Endlich brachte ich auch den gegenwärtigen Stand der bulgarischen Frage zur Sprache. Der Minister erwiderte darauf, dass man die Hoffnung nicht aufgeben dürfe, sie im friedlichen Wege zur Austragung zu bringen. Obschon alle Mächte in Kriegsrüstungen starren, scheue sich doch eine jede derselben, zuerst zum Schwerte zu greifen. Das Bestreben sei fortgesetzt ein gemeinsames, Russland möglichst zu befriedigen, ohne Bulgarien förmlich preiszugeben. In ähnlicher Weise hat sich vor einiger Zeit auch Prinz Reuss, der deutsche Botschafter, gegen mich ausgesprochen. Ich konnte nicht umhin, dem Minister am Schlüsse unserer längeren Conversation zu bemerken, dass seine v.J. in den Delegationen in Budapest abgegebenen Erklärungen über die Stellung Österreich-Ungarns zu den Balkanstaaten einen äusserst wohlthuenden Eindruck hinerlassen haben und nur zu wünschen wäre, dass alle Mächte in gleicher Weise die selbständige, freie Entwicklung derselben als im allgemeinen europäischen Interesse liegend, zum Prinzipe ihres Verhaltens machen möchten.

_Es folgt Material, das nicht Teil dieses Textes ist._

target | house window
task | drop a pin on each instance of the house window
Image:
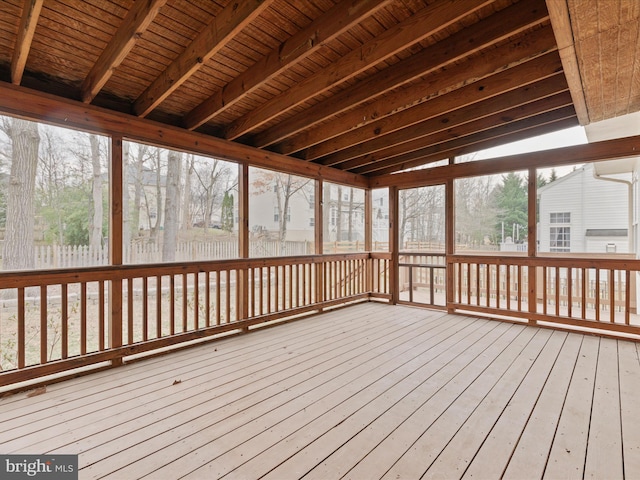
(560, 239)
(560, 217)
(276, 214)
(334, 216)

Gestern ebenfalls habe ich mit dem belgischen Gesandten Grafen Jonghe d’Ardoye eine längere Unterredung über die Auffassung der Situation in seinem Lande gehabt. Er glaubt zwar nicht an einen baldigen Wiederausbruch des Krieges, hat aber gleichzeitig auf die Anstrengungen seiner Regierung für die Hebung der Vertheidigungsanstalten, zu welch letzteren auch die an der Maas zu verbessernden oder neu herzustellenden Befestigungen gezählt werden, aufmerksam gemacht. Auf die Frage was geschehen würde, wenn die Neutralität Belgiens verletzt werden wollte, gab er mir, als seine persönliche Ansicht, zur Antwort, dass sich Belgien wohl derjenigen Macht, durch welche das Land zuerst angegriffen würde, entgegenwerfen und sofort mit der ändern Macht verbinden würde um gemeinschaftlich mit dieser den Krieg gegen den Angreifer fortzusetzen. Über die Stellungnahme der unbetheiligten Mächte im Falle einer Verletzung der belgischen Neutralität bemerkte er, dass er glaube, England dürfte sich vor Allem für die Aufrechthaltung derselben interessiren, da es einen Werth darauf zu legen hätte, dass der so wichtige Platz Antwerpen nicht in die Hände einer der kontinentalen Grossmächte falle. Was die allgemeine Lage der europäischen Staaten in den internationalen Beziehungen zu einander anbelangt, so stimmen die Ansichten des belgischen Gesandten so ziemlich mit denjenigen des italienischen Botschafters überein, von welchen ich in meiner Depesche vom 4. Dezember4 Bericht gegeben habe.
Es wird gewiss für die Schweiz nur vortheilhaft sein, wenn sie auch äusserlich zu erkennen gibt, dass sie im Falle eines Wiederausbruches des Krieges zwischen Frankreich und Deutschland entschlossen ist, ihre Neutralität mit aller Kraft aufrecht zu erhalten. Dazu dürften wohl Vorkehrungen beitragen, auf welche Herr Minister Lardy am Schlüsse seiner Depesche vom 14.1. Mts.5 aufmerksam gemacht hat; zögert ja auch Belgien nicht in der unzweideutigen Absicht Befestigungen aufzuführen, um dem möglichen Versuche eines Feindes in sein Gebiet einzudringen, besseren Widerstand entgegensetzen zu können.